Remove private profit and use co-operatives to fix our social care system
Alex Sobel, Labour Co-op MP for Leeds Central and Headingley, at employee-owned social care provider Be Caring in Leeds
4 min read
When we arrive at Be Caring in Leeds, the young women who work there are shy about speaking to the camera.
The Co-op Party team is there to film as part of a video series shining a light on communities, businesses and public services doing things differently across the country. We’ve been brought to Be Caring by local MP Alex Sobel, who is clearly incredibly proud of the company and wants to highlight what they do. When we ask founder Sharon and her staff, many of them still in carer’s uniform having just come back from their morning rounds, to talk about their work, they completely come to life.
Be Caring is the UK’s largest employee-owned social care provider. Employee ownership means it is structured in a fundamentally different way to the vast majority of social care companies. Its employees are also owners, so they have a stake in the company’s success and a formal voice in how it is run. Any profit made is either reinvested into the service, often paying for things like regular uniform upgrades, or paid back to staff in bonus payments.

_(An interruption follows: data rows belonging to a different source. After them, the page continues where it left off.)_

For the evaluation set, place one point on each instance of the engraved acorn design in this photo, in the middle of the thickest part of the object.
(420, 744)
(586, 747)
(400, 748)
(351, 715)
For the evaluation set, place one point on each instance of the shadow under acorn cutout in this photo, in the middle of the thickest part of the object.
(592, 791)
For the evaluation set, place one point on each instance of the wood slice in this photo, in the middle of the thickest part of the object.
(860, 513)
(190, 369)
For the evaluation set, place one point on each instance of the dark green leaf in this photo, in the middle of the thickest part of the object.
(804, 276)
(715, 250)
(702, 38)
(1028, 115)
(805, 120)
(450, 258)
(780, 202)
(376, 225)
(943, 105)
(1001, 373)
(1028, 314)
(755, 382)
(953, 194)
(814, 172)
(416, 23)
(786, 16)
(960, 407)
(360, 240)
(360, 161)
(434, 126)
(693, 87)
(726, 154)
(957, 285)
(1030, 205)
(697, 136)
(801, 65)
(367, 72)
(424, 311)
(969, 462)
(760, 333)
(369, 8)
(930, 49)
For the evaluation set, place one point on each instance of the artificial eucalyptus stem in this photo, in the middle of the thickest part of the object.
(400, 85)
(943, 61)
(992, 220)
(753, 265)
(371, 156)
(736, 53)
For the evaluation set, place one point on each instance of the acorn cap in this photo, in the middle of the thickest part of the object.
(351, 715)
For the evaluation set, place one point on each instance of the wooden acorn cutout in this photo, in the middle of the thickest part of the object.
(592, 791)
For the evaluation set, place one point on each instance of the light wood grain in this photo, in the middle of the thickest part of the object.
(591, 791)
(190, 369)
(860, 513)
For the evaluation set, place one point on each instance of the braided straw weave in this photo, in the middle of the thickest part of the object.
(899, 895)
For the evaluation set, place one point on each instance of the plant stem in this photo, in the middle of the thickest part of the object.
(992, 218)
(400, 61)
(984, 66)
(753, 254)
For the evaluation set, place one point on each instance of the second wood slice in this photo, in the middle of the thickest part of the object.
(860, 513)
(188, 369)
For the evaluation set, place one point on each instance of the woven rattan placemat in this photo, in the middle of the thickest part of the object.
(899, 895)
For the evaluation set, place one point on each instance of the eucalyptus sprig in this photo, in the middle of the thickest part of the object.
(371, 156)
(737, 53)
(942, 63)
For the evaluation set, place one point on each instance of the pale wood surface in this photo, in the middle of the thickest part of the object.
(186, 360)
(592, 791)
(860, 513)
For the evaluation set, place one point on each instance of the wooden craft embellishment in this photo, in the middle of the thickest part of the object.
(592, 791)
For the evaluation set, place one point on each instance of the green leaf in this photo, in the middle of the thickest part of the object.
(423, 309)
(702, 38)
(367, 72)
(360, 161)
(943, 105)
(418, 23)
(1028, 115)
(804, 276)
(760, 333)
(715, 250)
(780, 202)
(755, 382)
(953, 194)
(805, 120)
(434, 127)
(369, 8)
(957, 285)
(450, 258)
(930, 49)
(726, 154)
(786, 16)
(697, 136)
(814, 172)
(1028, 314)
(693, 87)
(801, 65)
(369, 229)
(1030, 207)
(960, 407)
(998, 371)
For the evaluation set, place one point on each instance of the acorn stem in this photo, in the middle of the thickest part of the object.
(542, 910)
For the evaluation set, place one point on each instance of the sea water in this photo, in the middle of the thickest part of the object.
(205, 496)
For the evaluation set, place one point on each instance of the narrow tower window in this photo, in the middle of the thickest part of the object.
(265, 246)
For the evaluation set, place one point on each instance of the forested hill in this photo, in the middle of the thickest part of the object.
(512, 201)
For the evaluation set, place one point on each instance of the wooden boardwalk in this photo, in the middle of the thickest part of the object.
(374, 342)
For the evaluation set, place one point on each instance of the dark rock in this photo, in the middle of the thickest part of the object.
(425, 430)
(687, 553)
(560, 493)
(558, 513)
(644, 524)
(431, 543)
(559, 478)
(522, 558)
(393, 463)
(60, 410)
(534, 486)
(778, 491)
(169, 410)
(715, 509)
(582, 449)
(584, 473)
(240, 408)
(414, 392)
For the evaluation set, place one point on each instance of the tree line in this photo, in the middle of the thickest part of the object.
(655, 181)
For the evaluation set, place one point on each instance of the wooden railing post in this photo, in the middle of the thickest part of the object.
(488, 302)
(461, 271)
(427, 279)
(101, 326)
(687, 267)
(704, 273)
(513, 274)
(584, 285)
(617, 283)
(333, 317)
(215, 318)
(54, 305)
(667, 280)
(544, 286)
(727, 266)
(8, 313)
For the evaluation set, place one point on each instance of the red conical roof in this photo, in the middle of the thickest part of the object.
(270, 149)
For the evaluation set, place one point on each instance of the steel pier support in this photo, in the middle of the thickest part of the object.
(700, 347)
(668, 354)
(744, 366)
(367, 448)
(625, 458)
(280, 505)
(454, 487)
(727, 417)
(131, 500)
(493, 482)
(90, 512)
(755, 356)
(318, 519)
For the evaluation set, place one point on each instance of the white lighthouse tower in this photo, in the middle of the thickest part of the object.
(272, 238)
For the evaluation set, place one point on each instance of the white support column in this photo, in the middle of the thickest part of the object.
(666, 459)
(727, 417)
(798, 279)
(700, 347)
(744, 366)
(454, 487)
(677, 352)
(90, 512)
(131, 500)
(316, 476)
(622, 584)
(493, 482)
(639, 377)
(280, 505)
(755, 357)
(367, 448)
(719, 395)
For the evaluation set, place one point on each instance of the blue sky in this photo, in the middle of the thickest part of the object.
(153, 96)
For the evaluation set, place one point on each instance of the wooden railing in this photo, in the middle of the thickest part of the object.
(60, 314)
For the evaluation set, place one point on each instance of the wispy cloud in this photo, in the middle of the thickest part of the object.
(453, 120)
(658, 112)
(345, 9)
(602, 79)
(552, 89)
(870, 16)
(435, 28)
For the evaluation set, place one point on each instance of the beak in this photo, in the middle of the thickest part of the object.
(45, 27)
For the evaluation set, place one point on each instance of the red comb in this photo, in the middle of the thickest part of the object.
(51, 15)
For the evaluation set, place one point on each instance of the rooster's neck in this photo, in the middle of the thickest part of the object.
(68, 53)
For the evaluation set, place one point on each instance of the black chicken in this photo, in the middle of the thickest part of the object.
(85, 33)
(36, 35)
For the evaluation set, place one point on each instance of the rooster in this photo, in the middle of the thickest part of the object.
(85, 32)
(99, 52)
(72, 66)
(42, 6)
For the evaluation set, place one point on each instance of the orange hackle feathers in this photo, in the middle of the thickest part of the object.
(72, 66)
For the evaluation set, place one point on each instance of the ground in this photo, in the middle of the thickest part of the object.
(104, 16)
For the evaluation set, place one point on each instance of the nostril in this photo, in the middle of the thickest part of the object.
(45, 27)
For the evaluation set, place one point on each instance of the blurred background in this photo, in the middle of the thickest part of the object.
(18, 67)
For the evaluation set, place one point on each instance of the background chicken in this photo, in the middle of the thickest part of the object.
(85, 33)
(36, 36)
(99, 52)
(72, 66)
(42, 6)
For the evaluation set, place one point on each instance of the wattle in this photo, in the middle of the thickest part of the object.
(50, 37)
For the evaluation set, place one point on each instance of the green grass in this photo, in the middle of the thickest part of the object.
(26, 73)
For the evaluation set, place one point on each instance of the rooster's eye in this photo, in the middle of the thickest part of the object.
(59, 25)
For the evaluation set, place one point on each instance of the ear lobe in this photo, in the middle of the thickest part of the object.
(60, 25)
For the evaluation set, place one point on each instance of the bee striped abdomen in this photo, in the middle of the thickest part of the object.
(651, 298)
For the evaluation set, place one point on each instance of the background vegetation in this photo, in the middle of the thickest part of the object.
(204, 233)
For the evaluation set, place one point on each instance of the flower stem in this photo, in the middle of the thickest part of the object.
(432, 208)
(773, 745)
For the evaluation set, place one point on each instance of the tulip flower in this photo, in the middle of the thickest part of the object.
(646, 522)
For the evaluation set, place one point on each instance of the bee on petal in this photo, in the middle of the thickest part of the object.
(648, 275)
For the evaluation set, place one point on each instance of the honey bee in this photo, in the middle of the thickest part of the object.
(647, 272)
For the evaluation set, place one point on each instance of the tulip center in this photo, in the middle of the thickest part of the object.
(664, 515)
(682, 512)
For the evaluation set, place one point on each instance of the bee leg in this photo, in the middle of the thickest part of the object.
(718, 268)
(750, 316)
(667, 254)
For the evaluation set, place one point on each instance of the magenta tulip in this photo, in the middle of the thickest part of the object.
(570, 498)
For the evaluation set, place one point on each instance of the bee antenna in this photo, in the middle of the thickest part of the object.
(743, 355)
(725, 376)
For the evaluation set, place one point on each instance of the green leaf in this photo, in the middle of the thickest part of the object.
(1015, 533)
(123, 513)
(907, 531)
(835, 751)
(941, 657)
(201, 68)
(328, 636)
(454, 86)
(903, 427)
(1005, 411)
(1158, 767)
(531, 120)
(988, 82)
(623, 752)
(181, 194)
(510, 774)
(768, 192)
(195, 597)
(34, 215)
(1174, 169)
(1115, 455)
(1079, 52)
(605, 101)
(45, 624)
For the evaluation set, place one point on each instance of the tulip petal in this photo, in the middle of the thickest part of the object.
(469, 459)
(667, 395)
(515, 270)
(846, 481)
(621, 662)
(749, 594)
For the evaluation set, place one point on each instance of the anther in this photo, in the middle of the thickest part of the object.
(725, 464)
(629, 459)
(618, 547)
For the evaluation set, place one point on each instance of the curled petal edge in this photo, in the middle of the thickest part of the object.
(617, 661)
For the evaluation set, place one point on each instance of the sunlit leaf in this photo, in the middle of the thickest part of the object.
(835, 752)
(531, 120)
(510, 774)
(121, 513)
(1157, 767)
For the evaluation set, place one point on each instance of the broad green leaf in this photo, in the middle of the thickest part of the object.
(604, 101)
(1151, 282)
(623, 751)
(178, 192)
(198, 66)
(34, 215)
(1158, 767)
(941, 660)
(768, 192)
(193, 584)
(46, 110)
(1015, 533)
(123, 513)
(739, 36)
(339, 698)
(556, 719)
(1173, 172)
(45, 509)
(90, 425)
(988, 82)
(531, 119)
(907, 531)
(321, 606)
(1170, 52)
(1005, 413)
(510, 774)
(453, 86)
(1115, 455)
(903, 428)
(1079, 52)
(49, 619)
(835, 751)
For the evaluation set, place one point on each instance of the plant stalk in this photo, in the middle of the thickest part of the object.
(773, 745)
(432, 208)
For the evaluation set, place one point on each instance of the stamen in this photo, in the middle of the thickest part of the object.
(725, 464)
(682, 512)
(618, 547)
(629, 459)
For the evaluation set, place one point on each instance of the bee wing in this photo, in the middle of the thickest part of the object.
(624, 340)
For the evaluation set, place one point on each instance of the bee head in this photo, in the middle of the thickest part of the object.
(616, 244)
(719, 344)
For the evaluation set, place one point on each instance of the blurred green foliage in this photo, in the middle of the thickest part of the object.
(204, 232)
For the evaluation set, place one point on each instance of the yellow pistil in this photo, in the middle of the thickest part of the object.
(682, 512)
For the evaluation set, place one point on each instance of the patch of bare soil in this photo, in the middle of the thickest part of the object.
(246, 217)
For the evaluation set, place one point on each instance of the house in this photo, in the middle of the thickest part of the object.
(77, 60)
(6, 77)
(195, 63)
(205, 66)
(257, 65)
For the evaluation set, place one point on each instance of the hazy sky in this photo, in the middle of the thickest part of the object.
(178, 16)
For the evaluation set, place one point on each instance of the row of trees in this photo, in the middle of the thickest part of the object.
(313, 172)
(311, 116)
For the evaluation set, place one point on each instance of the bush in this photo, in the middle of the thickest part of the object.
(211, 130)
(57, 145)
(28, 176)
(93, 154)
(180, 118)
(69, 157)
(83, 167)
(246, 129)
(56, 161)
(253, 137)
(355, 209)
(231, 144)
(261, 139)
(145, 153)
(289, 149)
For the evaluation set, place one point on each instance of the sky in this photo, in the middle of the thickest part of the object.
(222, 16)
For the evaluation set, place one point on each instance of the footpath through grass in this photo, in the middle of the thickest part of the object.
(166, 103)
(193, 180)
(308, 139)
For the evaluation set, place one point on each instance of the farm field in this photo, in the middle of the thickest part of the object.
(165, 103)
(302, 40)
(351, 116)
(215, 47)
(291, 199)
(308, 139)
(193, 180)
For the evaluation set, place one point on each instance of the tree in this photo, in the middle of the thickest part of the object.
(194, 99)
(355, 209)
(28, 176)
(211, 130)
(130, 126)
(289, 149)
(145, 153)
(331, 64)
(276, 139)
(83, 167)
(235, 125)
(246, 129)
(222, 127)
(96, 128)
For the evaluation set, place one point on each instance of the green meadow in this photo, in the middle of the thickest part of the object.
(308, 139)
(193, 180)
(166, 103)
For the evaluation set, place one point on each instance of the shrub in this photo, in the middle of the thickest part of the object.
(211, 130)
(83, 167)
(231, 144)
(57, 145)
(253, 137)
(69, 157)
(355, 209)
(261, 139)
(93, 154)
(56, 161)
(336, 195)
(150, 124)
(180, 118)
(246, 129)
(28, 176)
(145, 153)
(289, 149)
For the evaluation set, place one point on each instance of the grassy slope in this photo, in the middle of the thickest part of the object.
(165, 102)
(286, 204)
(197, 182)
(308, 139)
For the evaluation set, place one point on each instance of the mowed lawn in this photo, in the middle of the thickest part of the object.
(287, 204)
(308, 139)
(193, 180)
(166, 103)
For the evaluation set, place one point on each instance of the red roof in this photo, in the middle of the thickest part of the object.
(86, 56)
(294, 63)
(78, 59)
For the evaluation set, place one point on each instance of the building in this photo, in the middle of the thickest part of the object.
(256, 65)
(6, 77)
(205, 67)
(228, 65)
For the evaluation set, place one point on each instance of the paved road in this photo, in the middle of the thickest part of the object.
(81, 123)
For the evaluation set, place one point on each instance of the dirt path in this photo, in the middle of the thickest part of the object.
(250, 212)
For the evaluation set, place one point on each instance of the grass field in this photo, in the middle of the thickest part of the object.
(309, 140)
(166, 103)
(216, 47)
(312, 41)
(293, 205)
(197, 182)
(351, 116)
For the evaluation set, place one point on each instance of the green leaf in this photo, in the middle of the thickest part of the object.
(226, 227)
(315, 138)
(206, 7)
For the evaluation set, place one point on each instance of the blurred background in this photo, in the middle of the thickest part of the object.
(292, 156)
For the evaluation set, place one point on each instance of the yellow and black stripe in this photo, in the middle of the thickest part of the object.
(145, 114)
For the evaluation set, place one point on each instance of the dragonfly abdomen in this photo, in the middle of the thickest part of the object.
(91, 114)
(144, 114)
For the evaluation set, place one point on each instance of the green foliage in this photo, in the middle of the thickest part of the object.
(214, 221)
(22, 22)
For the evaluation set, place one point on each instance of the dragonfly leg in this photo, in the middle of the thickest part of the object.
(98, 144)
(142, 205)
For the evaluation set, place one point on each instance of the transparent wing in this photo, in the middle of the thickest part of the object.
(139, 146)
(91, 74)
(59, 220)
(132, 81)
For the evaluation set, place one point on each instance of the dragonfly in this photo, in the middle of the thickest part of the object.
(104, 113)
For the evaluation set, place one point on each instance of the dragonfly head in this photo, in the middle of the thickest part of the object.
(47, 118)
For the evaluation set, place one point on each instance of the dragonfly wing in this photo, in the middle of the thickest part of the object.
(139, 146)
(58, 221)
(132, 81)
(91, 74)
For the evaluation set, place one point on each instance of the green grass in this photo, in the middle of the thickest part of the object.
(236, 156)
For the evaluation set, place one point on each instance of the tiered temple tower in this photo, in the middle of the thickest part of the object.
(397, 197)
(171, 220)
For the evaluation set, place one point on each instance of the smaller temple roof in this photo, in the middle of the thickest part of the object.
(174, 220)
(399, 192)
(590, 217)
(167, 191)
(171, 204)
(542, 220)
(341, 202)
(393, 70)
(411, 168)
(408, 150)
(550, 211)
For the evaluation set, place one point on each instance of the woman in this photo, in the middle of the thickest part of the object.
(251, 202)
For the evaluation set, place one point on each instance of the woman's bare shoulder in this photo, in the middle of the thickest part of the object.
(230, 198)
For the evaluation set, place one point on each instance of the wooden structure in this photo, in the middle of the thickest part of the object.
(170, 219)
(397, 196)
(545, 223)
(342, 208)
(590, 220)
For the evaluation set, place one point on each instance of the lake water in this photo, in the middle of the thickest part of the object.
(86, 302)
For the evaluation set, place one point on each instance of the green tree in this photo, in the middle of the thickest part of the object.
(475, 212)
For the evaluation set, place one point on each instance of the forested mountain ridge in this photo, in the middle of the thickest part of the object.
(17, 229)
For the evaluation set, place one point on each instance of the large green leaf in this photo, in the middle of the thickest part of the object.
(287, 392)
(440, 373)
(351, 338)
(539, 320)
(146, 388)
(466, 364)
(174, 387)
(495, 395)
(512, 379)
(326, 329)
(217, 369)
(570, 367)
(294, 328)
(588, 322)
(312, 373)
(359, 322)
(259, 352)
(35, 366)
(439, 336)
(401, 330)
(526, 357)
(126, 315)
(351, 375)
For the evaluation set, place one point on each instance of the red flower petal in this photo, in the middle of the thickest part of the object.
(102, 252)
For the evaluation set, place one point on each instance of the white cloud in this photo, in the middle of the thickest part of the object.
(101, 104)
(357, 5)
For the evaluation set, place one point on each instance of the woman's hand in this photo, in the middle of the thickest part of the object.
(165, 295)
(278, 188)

This is the classic co-operative model – ownership, decision-making and profit shared.
It’s a model which stands in stark opposition to the rest of the social care sector, one increasingly defined by crisis and scandal. Adult social care faces persistent staffing problems, rooted in poor pay and working conditions, local authority funding crises, regional inequalities in accessing high-quality care and an ageing population steadily raising demand. The staff at Be Caring understand this, many of them having previously worked in privately-owned care companies. The difference, they say, is a service run in the interests of the people who rely on it most – staff and care recipients – rather than distant shareholders.
The Co-operative Party has today released a report on co-operative care, making the case for this model and its transformative potential in helping to fix an increasingly broken system. Most fundamentally, the report calls for the removal of private profit from adult social care and an end to the pervasive domination of private equity in the system.
We believe that the fight to fix adult social care can’t just be about finding more money, but must also be about the kind of social care system we want to build. Since responsibility for funding and commissioning of social care shifted from national to local government in the early 1980s, private provision has become the norm, and today 80 per cent of the largest care home providers in the UK are owned or backed by private equity firms. With private equity domination comes profit extraction. An estimated £1.5bn is now extracted as profit from the social care system every year. This degree of profit leakage inevitably leads to lower wages, less reinvestment in care quality and worse outcomes for care recipients.
We have the opportunity to change this. Last year, the Welsh government legislated to remove private profit from children’s homes, fostering and secure accommodation. It means that all providers must now operate not-for-profit, ensuring that every penny spent on care goes directly towards supporting vulnerable children. This approach can be replicated for adult social care. Co-operatives and other not-for-private-profit models already exist and thrive within the care sector, but they do so in spite of government policy, not because of it. Government could set a clear intention to incentivise this kind of care and phase out the private equity firms that have had such a poisonous impact.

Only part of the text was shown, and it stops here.